Friederike Moltmann is research director at the Centre National de la Recherche Scientifique in France and visiting researcher in the Philosophy Department at New York University. Her work focuses on the interface between philosophy and linguistic semantics, especially the connection between ontology and linguistic semantics. She is author of Parts and Wholes in Semantics (Oxford UP, 1997) and Abstract Objects and the Semantics of Natural Language (Oxford UP, 2013).

Powers of Wholes and Parts

Stephen Mumford (University of Nottingham, UK)

Abstract:

Philosophers have long struggled to understand the notion of strong, as opposed to merely epistemic, emergence.

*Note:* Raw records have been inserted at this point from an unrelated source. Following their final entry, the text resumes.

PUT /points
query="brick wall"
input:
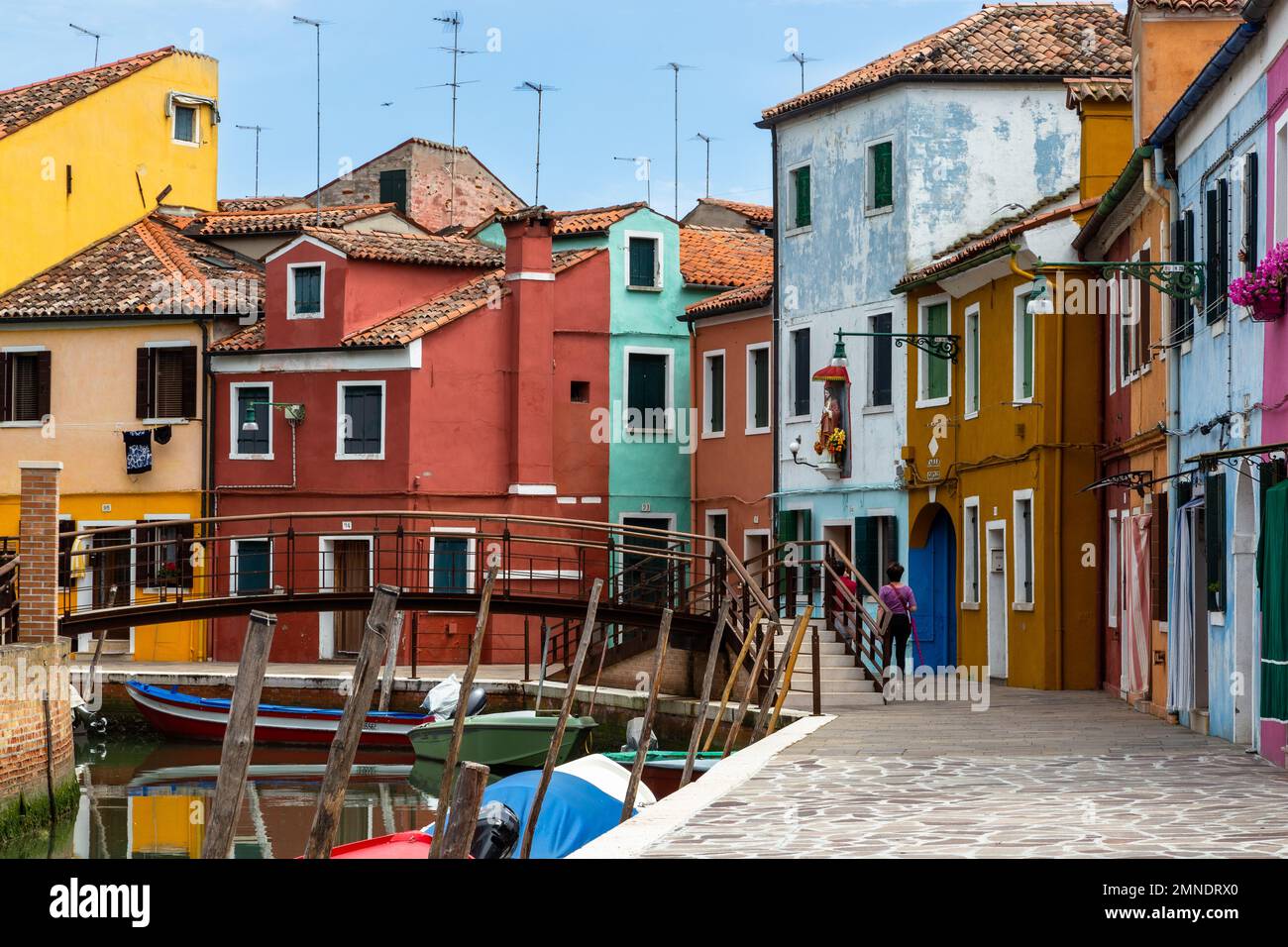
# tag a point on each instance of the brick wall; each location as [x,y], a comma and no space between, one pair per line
[24,761]
[38,541]
[429,185]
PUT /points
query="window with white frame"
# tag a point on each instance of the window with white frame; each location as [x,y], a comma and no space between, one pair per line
[970,552]
[973,360]
[712,393]
[758,388]
[305,287]
[1024,577]
[361,414]
[934,375]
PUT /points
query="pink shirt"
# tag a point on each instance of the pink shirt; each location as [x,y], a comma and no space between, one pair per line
[898,599]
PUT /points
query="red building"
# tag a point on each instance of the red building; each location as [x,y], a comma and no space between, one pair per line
[406,372]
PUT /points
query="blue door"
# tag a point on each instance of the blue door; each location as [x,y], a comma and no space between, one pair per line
[932,577]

One such genuinely metaphysical way would be to accept that the powers of wholes can under certain conditions be more than the sums of the powers of the parts. But what are the conditions under which emergence occurs and can we be sure that the suggested sense of emergence is strong enough? Arrangement of component powers will be crucial as the same powers differently arranged can constitute different resultant powers of their wholes. This shows that the composition of powers is not always linear and is non-mereological but it also shows an inadequacy of the vector model. On the plus side, it gives us a model for composition that is apt for technical artefacts and complex socio-technical systems. This version of emergentism also permits plausible cases of top-down causation given that causes and effects are simultaneous on the powers view.

Short Bio:

Stephen Mumford is Professor of Metaphysics in the Department of Philosophy at the University of Nottingham, UK, and Professor II in the School of Economics and Business at the Norwegian University of Life Sciences. He is the author of Dispositions (Oxford, 1998), Russell on Metaphysics (Routledge, 2003), Laws in Nature (Routledge, 2004), David Armstrong (Acumen, 2007), Watching Sport: Aesthetics, Ethics and Emotion (Routledge, 2011), Getting Causes from Powers (Oxford, 2011 with Rani Lill Anjum), Metaphysics: a Very Short Introduction (Oxford, 2012) and Causation: a Very Short Introduction (Oxford, 2013 with Rani Lill Anjum). He was editor of George Molnar's posthumous Powers: a Study in Metaphysics (Oxford, 2003) and Metaphysics and Science (Oxford, 2013 with Matthew Tugby). His PhD was from the University of Leeds in 1994 and he has been at Nottingham since 1995 having served as Head of the Department of Philosophy, Head of the School of Humanities and Dean of the Faculty of Arts. He is currently completing a number of book projects: What Tends to Be: Essays on the Dispositional Modality, Causation in Science: on the Methods of Scientific Discovery (both with Rani Lill Anjum) and Nothing Really Matters. He will shortly be publishing his first philosophical novel, the New Meditations on First Philosophy (Bloomsbury).